Public Provident Fund (PPF)

PPF Scheme

Public Provident Fund (PPF) PPF


Public Provident Fund is one amongst the foremost standard saving schemes among Indian households. Since it’s managed by the Central Government, the money within the PPF account and also the returns it generates are secure. PPF, alongside alternative tiny saving schemes just like the senior voters Savings theme (SCSS), the Sukanya Samriddhi theme, and also the National Savings Certificate (NSC), was launched by the govt to profit tiny savers.

With a minimum investment of solely Rs five hundred per fiscal year, PPF could be a clear alternative for those searching for safe and secure returns. PPF additionally offers the simplest tax edges because it falls underneath the Exempt-Exempt-Exempt (EEE) class.

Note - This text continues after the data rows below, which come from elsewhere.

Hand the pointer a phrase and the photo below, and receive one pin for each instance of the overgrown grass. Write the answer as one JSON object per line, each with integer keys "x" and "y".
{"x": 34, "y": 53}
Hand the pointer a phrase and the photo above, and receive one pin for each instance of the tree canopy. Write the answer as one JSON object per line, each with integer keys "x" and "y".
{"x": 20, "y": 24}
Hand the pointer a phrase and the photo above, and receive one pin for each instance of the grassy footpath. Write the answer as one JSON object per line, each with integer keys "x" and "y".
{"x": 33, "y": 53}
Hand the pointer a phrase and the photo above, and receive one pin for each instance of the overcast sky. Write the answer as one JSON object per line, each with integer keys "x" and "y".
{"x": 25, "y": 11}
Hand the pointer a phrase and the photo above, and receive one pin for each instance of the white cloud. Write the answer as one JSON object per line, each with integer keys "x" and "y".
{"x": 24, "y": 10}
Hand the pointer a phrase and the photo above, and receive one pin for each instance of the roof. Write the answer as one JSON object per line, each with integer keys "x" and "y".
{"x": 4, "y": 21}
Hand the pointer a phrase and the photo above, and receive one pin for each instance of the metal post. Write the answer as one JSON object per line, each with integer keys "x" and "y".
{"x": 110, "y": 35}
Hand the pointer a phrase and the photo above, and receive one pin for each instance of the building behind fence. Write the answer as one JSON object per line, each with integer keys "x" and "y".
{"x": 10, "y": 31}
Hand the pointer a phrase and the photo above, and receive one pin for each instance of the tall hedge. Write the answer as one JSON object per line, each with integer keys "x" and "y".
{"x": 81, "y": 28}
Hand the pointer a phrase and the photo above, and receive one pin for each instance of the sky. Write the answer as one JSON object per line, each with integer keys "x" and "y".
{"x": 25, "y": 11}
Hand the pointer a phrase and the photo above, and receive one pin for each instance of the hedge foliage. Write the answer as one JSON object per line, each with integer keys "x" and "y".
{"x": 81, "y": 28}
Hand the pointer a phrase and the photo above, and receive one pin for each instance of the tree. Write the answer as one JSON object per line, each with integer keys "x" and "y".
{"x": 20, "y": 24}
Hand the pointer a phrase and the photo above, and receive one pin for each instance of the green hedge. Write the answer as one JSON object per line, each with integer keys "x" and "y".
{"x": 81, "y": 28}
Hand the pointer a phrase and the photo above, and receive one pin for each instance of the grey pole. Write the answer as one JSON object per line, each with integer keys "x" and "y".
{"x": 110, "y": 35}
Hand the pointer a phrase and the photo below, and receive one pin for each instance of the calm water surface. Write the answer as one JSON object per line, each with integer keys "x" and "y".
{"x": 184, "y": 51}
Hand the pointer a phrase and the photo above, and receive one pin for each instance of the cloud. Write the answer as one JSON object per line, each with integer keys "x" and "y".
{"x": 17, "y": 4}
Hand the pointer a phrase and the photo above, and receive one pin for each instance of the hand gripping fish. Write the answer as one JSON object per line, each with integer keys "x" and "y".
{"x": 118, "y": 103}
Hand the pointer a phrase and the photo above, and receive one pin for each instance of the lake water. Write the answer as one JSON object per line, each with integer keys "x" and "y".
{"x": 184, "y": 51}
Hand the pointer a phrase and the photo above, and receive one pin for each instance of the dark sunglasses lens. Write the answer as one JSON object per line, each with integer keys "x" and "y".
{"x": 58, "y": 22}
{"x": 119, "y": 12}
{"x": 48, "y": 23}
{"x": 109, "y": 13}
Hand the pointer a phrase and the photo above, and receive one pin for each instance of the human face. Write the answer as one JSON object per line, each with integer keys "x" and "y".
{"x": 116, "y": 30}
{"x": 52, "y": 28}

This implies that 1st, the money endowed in PPF associate exceedingly in a very} fiscal year gets exempted from an individual’s subject financial gain (Under Section 80C) for that year. Also, the interest earned on PPF deposits alongside the accumulated quantity doesn’t have any liabilities. The rate of interest for PPF is ready and paid by the govt for each quarter

. PPF rate of interest for the primary quarter of the year 2021-22 i.e. from first Apr to thirtieth Gregorian calendar month 2021 has been mounted at seven.1%. Key Options of PPF Lock-in amount: PPF could be a long investment with a lock-in period of fifteen years. This implies that the number accumulated in a very PPF account will be withdrawn solely at maturity that is fifteen years from gap the account. This tenure will be extended by five years at the top of the particular lock-in amount. Premature withdrawals are allowed however solely just in case of emergencies. Interest on PPF: Interest on PPF balance is calculated monthly and also the quantity is attributable to the PPF account at the top of each fiscal year.

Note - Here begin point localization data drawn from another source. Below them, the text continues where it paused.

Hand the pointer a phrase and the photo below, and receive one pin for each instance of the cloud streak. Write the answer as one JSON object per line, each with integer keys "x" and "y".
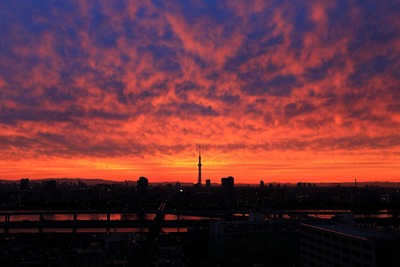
{"x": 122, "y": 84}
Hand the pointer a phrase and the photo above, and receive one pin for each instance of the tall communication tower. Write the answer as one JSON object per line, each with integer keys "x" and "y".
{"x": 199, "y": 177}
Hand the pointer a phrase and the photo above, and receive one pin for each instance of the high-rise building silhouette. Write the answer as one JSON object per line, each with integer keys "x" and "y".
{"x": 142, "y": 186}
{"x": 24, "y": 184}
{"x": 208, "y": 183}
{"x": 228, "y": 184}
{"x": 227, "y": 187}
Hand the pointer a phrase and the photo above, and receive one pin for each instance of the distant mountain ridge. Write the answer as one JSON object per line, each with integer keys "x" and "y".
{"x": 94, "y": 181}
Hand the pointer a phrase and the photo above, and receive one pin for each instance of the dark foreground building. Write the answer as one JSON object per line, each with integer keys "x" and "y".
{"x": 329, "y": 244}
{"x": 258, "y": 243}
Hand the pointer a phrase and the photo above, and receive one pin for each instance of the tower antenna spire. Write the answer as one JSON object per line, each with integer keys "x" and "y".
{"x": 199, "y": 176}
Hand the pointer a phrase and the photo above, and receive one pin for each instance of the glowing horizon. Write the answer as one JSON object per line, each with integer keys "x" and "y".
{"x": 271, "y": 90}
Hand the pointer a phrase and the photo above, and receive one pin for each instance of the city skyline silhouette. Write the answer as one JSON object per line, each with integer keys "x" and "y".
{"x": 281, "y": 91}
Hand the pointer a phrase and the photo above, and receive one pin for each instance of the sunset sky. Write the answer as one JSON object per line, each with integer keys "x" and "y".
{"x": 280, "y": 91}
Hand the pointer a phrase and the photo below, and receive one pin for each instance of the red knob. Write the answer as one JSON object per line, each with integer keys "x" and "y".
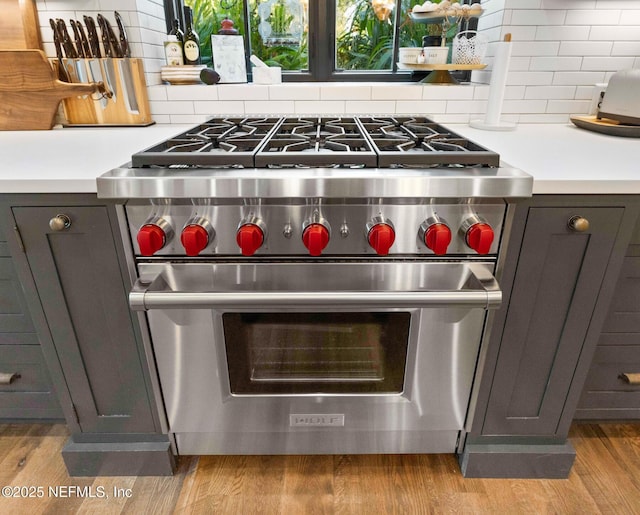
{"x": 315, "y": 237}
{"x": 249, "y": 238}
{"x": 437, "y": 237}
{"x": 151, "y": 238}
{"x": 194, "y": 239}
{"x": 480, "y": 237}
{"x": 381, "y": 237}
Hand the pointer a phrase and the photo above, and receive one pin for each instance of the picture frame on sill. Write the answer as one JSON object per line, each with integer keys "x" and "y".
{"x": 229, "y": 58}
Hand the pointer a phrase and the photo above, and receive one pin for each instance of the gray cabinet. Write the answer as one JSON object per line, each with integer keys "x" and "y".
{"x": 26, "y": 390}
{"x": 612, "y": 389}
{"x": 76, "y": 290}
{"x": 76, "y": 272}
{"x": 557, "y": 284}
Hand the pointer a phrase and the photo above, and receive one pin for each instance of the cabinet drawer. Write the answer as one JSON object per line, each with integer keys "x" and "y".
{"x": 28, "y": 362}
{"x": 29, "y": 396}
{"x": 14, "y": 317}
{"x": 624, "y": 313}
{"x": 605, "y": 388}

The interest rates are pre-announced by the govt for every quarter. Each month, the interest quantity is calculated on rock bottom PPF balance within the account when the fifth of each month to the Doomsday of the month. Hence, PPF investors are suggested to form contributions to their PPF account before the fifth of every month. Minimum and most investment: people got to build a minimum investment of Rs. five hundred annually. A most investment of Rs. 1.5 100000 will be created in one fiscal year in a very PPF account.

Taxation: PPF comes underneath the Exempt-Exempt-Exempt (EEE) class of program which means that the principal quantity, the maturity quantity, in addition because the interest earned is exempt from taxes. Loan against PPF: A PPF account holder will take a loan against his PPF balance. However, the loan will be taken solely between the start of the third year and also the finish of the sixth year from the date of account gap.

The most loan quantity is restricted to twenty fifth of the PPF balance at the top of – the ordinal year or the year proceeding the year within which the loan is being applied.